Hi everyone, I have a gigantic (4GB) XML file that I am currently breaking into chunks with linux "split" function (every 25,000 lines - not by bytes). This usually works great (I end up with about 50 files), except some of the data descriptions have line breaks, and so frequently the chunk files do not have the proper closing tags - and my parser chokes halfway through processing.
Example file: (note: normally each "listing" xml node is supposed to be on its own line)

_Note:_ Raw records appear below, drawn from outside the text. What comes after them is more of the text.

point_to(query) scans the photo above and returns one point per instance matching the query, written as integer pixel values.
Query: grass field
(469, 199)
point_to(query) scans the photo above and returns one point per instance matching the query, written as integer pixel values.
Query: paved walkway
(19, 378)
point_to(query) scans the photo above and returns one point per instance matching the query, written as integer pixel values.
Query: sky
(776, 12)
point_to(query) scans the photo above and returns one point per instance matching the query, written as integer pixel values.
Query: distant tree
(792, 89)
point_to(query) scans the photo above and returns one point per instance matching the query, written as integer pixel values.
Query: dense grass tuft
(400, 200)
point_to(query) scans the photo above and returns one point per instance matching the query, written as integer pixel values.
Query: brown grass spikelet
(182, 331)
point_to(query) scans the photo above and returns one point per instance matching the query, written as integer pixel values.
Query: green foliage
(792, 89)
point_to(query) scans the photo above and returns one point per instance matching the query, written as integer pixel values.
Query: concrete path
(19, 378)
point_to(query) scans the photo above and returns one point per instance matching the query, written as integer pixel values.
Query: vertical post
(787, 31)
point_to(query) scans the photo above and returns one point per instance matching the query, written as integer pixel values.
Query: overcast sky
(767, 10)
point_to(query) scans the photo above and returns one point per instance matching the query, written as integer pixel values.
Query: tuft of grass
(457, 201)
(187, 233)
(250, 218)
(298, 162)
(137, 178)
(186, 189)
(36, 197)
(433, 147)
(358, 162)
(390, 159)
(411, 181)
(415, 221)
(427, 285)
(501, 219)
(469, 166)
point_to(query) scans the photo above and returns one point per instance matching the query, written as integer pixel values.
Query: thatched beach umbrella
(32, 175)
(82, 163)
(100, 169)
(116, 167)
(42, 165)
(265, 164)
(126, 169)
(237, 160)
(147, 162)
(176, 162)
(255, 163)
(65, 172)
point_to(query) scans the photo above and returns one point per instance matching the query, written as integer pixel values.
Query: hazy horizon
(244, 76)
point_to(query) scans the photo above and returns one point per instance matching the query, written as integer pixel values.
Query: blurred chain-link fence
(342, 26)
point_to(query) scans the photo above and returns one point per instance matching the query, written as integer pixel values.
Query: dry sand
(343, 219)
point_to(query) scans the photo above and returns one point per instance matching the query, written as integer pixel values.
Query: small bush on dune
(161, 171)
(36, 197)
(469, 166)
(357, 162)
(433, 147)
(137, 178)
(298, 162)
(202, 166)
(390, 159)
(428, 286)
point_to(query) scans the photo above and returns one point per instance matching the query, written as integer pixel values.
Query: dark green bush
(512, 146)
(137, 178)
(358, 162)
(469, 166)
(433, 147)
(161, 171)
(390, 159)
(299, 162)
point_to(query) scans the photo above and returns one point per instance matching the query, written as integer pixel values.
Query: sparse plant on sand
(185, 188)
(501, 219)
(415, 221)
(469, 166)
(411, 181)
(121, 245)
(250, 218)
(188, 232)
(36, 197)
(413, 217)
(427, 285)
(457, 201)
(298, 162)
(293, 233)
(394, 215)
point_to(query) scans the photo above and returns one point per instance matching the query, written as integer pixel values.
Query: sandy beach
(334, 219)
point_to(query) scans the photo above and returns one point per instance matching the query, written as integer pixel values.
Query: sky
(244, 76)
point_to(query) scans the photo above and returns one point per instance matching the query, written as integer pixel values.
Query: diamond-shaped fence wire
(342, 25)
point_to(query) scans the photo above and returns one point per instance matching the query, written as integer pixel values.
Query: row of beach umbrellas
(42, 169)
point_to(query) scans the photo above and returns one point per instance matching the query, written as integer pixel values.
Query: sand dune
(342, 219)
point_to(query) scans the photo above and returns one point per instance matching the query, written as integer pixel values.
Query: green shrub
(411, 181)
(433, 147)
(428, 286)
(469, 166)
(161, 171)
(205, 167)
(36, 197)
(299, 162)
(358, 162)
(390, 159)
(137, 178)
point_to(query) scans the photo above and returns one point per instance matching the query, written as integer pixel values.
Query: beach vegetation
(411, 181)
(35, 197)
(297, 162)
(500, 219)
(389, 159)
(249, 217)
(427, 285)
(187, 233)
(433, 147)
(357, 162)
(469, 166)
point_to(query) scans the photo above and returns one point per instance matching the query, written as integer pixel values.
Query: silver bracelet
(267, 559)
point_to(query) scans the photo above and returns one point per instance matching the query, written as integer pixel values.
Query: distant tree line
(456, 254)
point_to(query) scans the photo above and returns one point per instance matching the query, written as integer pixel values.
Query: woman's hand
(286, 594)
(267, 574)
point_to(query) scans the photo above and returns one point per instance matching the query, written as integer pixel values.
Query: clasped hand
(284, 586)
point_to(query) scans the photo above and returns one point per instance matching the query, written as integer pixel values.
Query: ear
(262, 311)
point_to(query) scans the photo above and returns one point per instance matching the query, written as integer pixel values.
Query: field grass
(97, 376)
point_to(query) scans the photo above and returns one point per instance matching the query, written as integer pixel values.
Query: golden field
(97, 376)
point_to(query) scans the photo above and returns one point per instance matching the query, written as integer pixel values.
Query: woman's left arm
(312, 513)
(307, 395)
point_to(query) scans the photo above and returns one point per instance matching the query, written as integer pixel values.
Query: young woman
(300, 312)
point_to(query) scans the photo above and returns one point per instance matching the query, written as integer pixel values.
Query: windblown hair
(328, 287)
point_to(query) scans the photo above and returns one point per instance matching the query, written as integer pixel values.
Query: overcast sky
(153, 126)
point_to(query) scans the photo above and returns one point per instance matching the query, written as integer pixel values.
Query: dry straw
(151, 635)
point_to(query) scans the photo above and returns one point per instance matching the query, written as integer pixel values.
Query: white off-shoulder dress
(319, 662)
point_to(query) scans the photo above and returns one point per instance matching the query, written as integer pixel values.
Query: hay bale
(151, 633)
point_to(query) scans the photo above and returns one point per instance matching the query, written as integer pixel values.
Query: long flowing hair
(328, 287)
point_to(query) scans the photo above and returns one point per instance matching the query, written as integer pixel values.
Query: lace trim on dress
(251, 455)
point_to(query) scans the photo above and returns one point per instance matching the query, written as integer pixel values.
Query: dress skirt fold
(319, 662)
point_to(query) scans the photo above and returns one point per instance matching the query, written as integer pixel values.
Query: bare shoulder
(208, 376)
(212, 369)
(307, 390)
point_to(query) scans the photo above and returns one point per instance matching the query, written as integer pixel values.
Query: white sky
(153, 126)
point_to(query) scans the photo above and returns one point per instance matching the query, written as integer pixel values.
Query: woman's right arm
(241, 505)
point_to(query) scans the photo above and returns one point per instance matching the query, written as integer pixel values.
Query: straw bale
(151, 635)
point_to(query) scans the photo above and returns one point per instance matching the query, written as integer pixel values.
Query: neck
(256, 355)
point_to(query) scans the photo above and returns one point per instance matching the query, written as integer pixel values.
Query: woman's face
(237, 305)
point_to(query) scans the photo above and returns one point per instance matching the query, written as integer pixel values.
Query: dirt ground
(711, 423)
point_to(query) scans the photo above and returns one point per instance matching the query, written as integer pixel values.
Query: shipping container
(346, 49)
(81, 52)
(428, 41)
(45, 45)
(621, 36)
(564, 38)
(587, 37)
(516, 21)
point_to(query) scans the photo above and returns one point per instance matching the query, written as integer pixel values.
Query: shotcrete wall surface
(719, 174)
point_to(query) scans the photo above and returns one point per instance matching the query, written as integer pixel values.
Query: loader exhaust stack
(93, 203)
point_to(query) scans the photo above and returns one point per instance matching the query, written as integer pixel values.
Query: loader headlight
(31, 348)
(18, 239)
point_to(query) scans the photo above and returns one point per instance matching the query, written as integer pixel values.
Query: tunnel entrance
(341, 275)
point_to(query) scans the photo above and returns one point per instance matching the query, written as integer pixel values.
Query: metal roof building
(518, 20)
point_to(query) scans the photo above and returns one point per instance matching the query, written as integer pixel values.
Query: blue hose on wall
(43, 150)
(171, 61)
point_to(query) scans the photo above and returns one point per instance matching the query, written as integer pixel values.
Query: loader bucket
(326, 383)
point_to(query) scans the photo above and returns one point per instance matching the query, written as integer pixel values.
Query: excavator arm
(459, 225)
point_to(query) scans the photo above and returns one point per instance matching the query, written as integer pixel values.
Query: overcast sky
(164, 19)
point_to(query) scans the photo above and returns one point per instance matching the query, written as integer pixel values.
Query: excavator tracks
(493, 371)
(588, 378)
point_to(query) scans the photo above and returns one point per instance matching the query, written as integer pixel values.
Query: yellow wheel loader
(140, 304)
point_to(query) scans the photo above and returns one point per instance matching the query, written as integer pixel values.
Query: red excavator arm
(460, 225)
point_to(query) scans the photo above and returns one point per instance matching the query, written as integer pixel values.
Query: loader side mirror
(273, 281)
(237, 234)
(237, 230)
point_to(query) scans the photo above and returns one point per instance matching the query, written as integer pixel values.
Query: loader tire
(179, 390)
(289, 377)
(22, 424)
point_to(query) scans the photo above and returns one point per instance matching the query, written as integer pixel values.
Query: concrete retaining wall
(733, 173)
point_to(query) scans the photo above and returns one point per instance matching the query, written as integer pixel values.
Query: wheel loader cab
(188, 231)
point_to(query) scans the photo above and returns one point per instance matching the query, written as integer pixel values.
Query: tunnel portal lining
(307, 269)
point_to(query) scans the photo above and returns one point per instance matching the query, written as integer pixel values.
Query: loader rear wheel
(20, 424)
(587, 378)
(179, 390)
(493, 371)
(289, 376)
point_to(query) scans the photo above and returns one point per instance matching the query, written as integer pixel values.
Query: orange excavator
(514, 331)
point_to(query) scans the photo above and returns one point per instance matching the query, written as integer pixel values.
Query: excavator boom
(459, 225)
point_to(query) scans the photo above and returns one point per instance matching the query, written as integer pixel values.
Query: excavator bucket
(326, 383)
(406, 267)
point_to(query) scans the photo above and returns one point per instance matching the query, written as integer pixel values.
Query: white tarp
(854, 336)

<?xml version="1.0" encoding="UTF-8"?>
<listings>
<listing><date>2009-09-22</date><desc>This is a description WITHOUT line breaks and works fine with split</desc><more_tags>stuff</more_tags></listing>
<listing><date>2009-09-22</date><desc>This is a really
annoying description field
WITH line breaks
that screw the split function</desc><more_tags>stuff</more_tags></listing>
</listings>
Then sometimes my split ends up like
<?xml version="1.0" encoding="UTF-8"?>
<listings>
<listing><date>2009-09-22</date><desc>This is a description WITHOUT line breaks and works fine with split</desc><more_tags>stuff</more_tags></listing>
<listing><date>2009-09-22</date><desc>This is a really
annoying description field
WITH line breaks ...
EOF
So - I have been reading about "csplit" and it sounds like it might work to solve this issue. I cant seem to get the regular expression right...
Basically I want the same output of ~50ish files
Something like:
*csplit -k myfile.xml '/</listing>/' 25000 {50}
Any help would be great Thanks!